The diffstat here is 400 lines, the dbtng patch was nearly 400kb. Every contrib module had to rewrite their database queries due to dbtng, exactly zero contrib modules would be required to change anything because of the change here.
It's true that there are some large parts of core that are either not well maintained, or are mostly only receiving bugfixes - but you could have said that about BigPipe until the Fibers patch landed too. Part of maintaining things is updating them to take advantage of new language features etc.
And the worst thing is, it won't be core that will go sideways, no it'll be when you have a large codebase five years down the line having thirty calls to stream() -- what then?
We're already using Fibers in core, but in literally two places, which are mutually exclusive on runtime - the renderer, and the BigPipe renderer that replaces it when you enable big_pipe module. There is one other place that we might add a fiber loop/stream call, which is in π Add a cache prewarm API and use it to distribute cache rebuids after cache clears / during stampedes Needs work .

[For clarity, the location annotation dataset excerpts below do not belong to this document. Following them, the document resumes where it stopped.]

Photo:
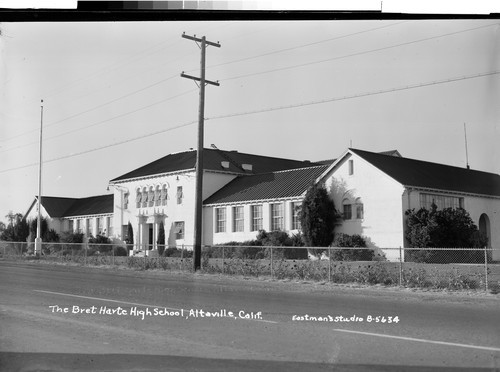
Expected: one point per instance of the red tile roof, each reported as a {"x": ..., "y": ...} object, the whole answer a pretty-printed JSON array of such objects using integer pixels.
[
  {"x": 284, "y": 184},
  {"x": 212, "y": 159}
]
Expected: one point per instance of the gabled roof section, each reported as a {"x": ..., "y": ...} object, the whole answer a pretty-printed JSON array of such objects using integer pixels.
[
  {"x": 101, "y": 204},
  {"x": 212, "y": 159},
  {"x": 57, "y": 207},
  {"x": 417, "y": 173},
  {"x": 283, "y": 184}
]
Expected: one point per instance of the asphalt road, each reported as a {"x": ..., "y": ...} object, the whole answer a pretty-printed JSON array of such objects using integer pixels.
[{"x": 85, "y": 319}]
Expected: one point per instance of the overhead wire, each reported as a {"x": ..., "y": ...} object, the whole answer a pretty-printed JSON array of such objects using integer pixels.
[
  {"x": 333, "y": 99},
  {"x": 91, "y": 109},
  {"x": 104, "y": 121},
  {"x": 355, "y": 54},
  {"x": 301, "y": 46}
]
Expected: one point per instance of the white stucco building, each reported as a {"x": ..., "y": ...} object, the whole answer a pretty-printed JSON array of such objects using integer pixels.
[{"x": 244, "y": 193}]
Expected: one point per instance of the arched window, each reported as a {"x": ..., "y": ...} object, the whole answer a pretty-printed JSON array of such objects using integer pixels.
[
  {"x": 164, "y": 195},
  {"x": 157, "y": 196},
  {"x": 144, "y": 197},
  {"x": 360, "y": 213},
  {"x": 347, "y": 209},
  {"x": 138, "y": 198}
]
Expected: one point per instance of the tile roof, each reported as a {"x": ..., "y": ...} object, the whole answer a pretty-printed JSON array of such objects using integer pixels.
[
  {"x": 58, "y": 207},
  {"x": 212, "y": 159},
  {"x": 417, "y": 173},
  {"x": 101, "y": 204},
  {"x": 283, "y": 184}
]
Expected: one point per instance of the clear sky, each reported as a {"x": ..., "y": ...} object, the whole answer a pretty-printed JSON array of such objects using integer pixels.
[{"x": 114, "y": 99}]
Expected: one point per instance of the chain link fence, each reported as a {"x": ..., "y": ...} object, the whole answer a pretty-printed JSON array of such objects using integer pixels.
[{"x": 432, "y": 268}]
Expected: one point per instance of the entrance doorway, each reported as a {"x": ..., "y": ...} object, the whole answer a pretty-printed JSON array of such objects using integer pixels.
[
  {"x": 150, "y": 236},
  {"x": 484, "y": 228}
]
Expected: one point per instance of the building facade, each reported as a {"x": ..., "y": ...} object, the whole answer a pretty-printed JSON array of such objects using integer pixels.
[{"x": 246, "y": 193}]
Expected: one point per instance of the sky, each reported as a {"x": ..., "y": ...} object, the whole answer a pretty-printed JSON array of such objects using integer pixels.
[{"x": 114, "y": 100}]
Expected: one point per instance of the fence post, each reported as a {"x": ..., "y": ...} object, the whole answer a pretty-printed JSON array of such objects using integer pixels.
[
  {"x": 329, "y": 265},
  {"x": 486, "y": 269},
  {"x": 272, "y": 271},
  {"x": 400, "y": 267}
]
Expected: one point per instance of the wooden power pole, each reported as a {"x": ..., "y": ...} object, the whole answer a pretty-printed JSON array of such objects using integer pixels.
[{"x": 199, "y": 153}]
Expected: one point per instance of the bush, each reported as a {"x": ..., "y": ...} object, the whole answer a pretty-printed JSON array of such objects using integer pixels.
[
  {"x": 120, "y": 251},
  {"x": 352, "y": 241}
]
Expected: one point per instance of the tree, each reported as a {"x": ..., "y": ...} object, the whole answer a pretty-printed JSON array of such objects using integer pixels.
[
  {"x": 161, "y": 239},
  {"x": 446, "y": 228},
  {"x": 317, "y": 217},
  {"x": 17, "y": 230}
]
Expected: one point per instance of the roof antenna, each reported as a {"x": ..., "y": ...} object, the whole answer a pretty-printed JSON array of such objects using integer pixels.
[{"x": 466, "y": 153}]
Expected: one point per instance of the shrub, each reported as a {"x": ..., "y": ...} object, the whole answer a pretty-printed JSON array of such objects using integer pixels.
[{"x": 353, "y": 241}]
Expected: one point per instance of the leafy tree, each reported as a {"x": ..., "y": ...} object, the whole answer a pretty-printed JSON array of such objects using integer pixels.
[
  {"x": 317, "y": 217},
  {"x": 161, "y": 239},
  {"x": 446, "y": 228},
  {"x": 17, "y": 230}
]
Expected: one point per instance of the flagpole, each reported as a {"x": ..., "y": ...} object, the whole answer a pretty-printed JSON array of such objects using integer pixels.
[{"x": 38, "y": 240}]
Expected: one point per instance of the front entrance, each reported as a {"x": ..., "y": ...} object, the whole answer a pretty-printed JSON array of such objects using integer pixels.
[
  {"x": 150, "y": 236},
  {"x": 484, "y": 228}
]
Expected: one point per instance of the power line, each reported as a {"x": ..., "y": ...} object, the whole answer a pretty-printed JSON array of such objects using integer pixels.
[
  {"x": 360, "y": 95},
  {"x": 102, "y": 147},
  {"x": 93, "y": 108},
  {"x": 391, "y": 90},
  {"x": 301, "y": 46},
  {"x": 357, "y": 53}
]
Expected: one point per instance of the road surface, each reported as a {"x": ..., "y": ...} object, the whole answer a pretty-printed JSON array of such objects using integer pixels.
[{"x": 56, "y": 317}]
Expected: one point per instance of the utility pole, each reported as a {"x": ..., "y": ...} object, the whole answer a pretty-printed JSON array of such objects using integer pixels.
[
  {"x": 38, "y": 240},
  {"x": 466, "y": 152},
  {"x": 199, "y": 153}
]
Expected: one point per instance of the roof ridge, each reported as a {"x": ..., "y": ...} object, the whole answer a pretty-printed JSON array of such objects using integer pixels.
[{"x": 424, "y": 161}]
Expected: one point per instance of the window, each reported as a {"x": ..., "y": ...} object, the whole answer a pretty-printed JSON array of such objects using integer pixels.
[
  {"x": 144, "y": 197},
  {"x": 164, "y": 195},
  {"x": 100, "y": 227},
  {"x": 347, "y": 209},
  {"x": 441, "y": 201},
  {"x": 238, "y": 221},
  {"x": 256, "y": 211},
  {"x": 360, "y": 214},
  {"x": 180, "y": 195},
  {"x": 277, "y": 216},
  {"x": 179, "y": 230},
  {"x": 296, "y": 209},
  {"x": 156, "y": 196},
  {"x": 138, "y": 198},
  {"x": 220, "y": 219},
  {"x": 125, "y": 200},
  {"x": 90, "y": 227},
  {"x": 110, "y": 225}
]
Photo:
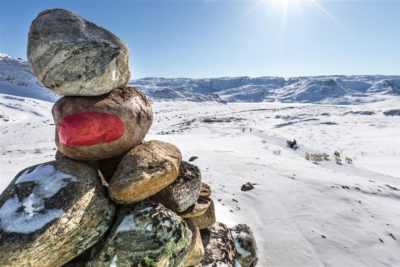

I do not think any codebase will find thirty places to call
stream()
in fact even for complex code-bases, I would expect the number of places they would call it themselves would be between zero and 1.That's because by using the existing render placeholder system (and the cache prewarm fallback) as the entry point, there are few other opportunities to do so (and that's what makes the bigpipe implementation so encouraging from a cold cache performance, once we have async database query support to actually exploit it). What we will eventually do is find more places to call Fiber::suspend() or the revolt equivalent but that's also not going to be many.
The exception would be very low-level, cli-only processes - for example something like aggregator module refreshing feeds on cron, or maybe update status's XML parsing - but those are inherently self-contained operations that aren't happening during normal page rendering, so the arbitrary callable issue doesn't really come up there in the same way.